- Directed by: R Ayyanar
- Written by: R Ayyanar
- Produced by: Ayyapan
- Starring: Kishore DS Meghana
- Cinematography: Pandi Arunachalam
- Music by: Jude Liniker
- Production companies: APK Films Jai Sneham Films
- Release date: 3 November 2017;
- Running time: 135 minutes
- Country: India
- Language: Tamil

= Uruthikol =

2017 Indian Tamil-language film by R Ayyanar

Uruthikol is a 2017 Tamil language action film written and directed by R Ayyanar, with Kishore and Meghana in the lead roles. The screenplay revolves around a school student dropped out from his school who finds his sister kidnapped by some criminals and how he seeks to rescue her.

== Plot ==
Sasikumar, a school student, is doing his higher studies in a secondary school. He suddenly falls in love with Priyanka. After long, they get caught by their teachers in their classroom. Finally, their love story is revealed, and the principal suspends Sasi from the school. After Sasi drops out, the love between him and Priyanka grows. One day, Sasi took his sister Yasodha, to the village temple festival with his family. Suddenly, a bad guy teases Yasodha. Sasi started a fight with him and saved his sister. After a few years passed, another gang emerged, and they perform illegal activities, such as chain snatching and raping. One day, Priyanka and Yasodha went to the village temple festival. On that occasion, the members of the second gang are trying chain snatching and raping to Sasi's beloved ones. Sasi appears at that place and rescues both of them from the second gang.

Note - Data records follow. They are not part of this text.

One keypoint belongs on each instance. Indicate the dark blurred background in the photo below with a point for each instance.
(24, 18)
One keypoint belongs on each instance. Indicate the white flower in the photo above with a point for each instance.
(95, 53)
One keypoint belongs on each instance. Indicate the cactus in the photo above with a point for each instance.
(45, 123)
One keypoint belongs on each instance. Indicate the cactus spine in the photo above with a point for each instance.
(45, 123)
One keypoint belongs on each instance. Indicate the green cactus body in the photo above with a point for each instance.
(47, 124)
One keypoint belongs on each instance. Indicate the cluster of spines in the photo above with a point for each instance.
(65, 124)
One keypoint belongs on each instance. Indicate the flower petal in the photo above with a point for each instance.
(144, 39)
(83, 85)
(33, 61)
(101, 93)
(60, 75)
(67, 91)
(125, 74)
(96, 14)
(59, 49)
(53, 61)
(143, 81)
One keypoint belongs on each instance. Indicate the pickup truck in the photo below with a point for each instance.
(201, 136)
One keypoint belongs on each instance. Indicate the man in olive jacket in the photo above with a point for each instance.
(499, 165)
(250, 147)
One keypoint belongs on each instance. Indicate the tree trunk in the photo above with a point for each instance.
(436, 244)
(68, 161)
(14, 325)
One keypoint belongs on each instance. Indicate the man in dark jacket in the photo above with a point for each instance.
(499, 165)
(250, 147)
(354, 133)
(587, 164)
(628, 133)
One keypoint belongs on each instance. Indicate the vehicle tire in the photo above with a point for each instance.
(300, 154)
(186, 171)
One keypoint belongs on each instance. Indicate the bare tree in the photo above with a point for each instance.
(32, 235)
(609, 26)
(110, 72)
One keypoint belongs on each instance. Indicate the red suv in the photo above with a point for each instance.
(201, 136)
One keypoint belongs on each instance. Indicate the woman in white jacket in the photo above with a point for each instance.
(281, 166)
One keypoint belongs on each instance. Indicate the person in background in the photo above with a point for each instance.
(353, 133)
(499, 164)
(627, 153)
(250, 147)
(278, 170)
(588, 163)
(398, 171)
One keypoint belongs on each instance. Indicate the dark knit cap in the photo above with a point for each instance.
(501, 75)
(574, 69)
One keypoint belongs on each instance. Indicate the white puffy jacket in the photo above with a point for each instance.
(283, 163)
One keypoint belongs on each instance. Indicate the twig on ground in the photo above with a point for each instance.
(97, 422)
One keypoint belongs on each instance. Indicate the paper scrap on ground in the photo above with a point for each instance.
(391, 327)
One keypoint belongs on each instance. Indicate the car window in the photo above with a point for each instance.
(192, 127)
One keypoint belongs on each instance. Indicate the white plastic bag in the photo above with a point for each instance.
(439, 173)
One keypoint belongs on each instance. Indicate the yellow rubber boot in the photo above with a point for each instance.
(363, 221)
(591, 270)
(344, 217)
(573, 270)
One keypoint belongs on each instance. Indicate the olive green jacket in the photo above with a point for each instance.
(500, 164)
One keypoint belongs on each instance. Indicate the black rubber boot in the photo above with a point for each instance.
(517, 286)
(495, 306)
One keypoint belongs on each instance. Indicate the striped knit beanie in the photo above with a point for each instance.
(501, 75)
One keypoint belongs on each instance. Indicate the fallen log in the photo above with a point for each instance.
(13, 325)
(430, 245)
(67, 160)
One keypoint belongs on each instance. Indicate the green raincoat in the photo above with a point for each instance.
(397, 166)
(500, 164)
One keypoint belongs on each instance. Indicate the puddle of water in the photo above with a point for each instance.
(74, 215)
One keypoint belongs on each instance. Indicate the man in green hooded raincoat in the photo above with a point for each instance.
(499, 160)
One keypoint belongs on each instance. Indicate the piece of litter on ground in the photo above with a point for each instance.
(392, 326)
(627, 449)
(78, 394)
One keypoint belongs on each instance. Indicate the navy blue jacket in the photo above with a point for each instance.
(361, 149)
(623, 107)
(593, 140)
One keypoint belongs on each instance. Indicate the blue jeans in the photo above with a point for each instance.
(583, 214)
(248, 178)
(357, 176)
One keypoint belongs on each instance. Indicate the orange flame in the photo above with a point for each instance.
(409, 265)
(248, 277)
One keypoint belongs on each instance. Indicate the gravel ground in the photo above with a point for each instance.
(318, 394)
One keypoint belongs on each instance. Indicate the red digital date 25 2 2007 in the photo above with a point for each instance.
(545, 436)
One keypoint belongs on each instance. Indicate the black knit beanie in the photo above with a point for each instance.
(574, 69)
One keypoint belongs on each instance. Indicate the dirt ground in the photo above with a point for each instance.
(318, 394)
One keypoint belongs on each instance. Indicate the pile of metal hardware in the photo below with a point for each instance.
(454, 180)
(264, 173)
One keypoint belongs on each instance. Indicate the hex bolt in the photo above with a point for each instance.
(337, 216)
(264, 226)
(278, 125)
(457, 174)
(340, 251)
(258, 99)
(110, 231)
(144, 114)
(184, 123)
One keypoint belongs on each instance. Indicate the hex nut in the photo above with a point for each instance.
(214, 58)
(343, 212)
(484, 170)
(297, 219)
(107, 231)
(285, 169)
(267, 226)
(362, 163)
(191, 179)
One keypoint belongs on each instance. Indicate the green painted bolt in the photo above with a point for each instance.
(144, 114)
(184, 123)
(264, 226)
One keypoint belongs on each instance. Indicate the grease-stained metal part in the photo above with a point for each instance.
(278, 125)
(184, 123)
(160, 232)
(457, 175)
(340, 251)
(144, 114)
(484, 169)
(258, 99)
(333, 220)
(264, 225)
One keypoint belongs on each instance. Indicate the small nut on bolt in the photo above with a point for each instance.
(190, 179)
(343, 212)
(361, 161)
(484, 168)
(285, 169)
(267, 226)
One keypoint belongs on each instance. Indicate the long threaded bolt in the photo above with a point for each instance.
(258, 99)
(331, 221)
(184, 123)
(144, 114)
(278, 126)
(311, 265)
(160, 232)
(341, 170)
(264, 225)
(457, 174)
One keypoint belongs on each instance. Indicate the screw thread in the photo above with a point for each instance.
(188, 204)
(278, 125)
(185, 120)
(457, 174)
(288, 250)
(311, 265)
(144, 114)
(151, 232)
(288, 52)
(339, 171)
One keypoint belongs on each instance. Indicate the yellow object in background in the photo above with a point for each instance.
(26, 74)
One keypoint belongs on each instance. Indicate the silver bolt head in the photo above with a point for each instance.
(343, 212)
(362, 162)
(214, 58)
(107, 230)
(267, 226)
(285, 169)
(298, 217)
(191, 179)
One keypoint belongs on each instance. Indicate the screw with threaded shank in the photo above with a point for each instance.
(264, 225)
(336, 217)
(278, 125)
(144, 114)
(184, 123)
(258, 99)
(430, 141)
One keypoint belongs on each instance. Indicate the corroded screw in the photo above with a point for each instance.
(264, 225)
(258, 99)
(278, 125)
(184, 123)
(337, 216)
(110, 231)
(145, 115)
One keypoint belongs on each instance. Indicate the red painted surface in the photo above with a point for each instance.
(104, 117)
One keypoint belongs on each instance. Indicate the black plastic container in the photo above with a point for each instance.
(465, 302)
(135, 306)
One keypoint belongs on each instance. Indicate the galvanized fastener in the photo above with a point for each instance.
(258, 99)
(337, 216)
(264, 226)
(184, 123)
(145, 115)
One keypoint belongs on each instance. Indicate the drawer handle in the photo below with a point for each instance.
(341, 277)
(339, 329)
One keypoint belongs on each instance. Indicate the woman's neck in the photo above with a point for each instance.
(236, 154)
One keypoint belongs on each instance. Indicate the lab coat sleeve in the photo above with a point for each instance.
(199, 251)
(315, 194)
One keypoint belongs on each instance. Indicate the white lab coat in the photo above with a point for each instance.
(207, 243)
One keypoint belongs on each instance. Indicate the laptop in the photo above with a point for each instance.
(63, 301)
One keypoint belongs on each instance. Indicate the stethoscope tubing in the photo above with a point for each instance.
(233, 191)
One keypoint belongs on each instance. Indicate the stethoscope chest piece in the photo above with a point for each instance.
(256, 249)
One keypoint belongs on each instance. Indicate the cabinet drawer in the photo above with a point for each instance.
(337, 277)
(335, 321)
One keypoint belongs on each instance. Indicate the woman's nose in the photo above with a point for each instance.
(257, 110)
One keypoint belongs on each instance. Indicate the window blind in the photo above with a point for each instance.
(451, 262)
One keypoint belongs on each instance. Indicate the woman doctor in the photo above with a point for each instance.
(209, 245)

After a few days passed, Yasodha and Priyanka are by someone else. Sasi is trying to find the person who had done this to his beloved ones. On his first attempt, he finds out the truth that the second gang is a part of the issue. He fights with the second gang and assaults them. He eventually figures out the bad guy who misbehaved with Yasodha on the village temple festival. The fight between Sasi and the bad guy comes to be an end with a heavy cost. Sasi loses his leg during the fight and kills the bad guy. Finally, he rescues Yasodha and Priyanka from the bad guy and is sent to jail for killing the bad guy.

== Cast ==

- Kishore DS as Sasikumar
- Meghana Ellen as Priyanka
- Kai Thennavan as Radhakrishnan
- Kaali Venkat as Munusamy
- M. Kalaiarasi as Yasodha
- Master Sivashankar as Jail Warden
- S. Akilesh as Sudhakar
- Ajay Kumar as Samba
- Madurai Sharmila as Sasi Amma
- Imuki as SI
- Jampothi Arumugam as Constable
- Major Babu as Inspector
- Chezhan Ramasamy as Sellak
- C. Pazhani as Kokku
- J. Ramamoorthy as Kaattuppuseli
- Divya as Easwari
- S. S. Murugarasu as Manna
- Siva as Siva
- S. Chandravanan as Ezhumalai
- Varsha Ravichandran as Angamma
- Panneerselvam as Tamil Teacher
- Kannan Ponnaiah

== Production ==
Kishore DS, known for his role as a child artist, was roped in to play the main lead.

== Release ==
The Times of India gave the film two and a half out of five stars and wrote that "Uruthikol could have been a decent action romance about a happy-go-lucky guy’s progression into a revenge-seeking youngster, like say a Naan Mahaan Alla. But the writing and execution are both amateurish that the film never holds our interest".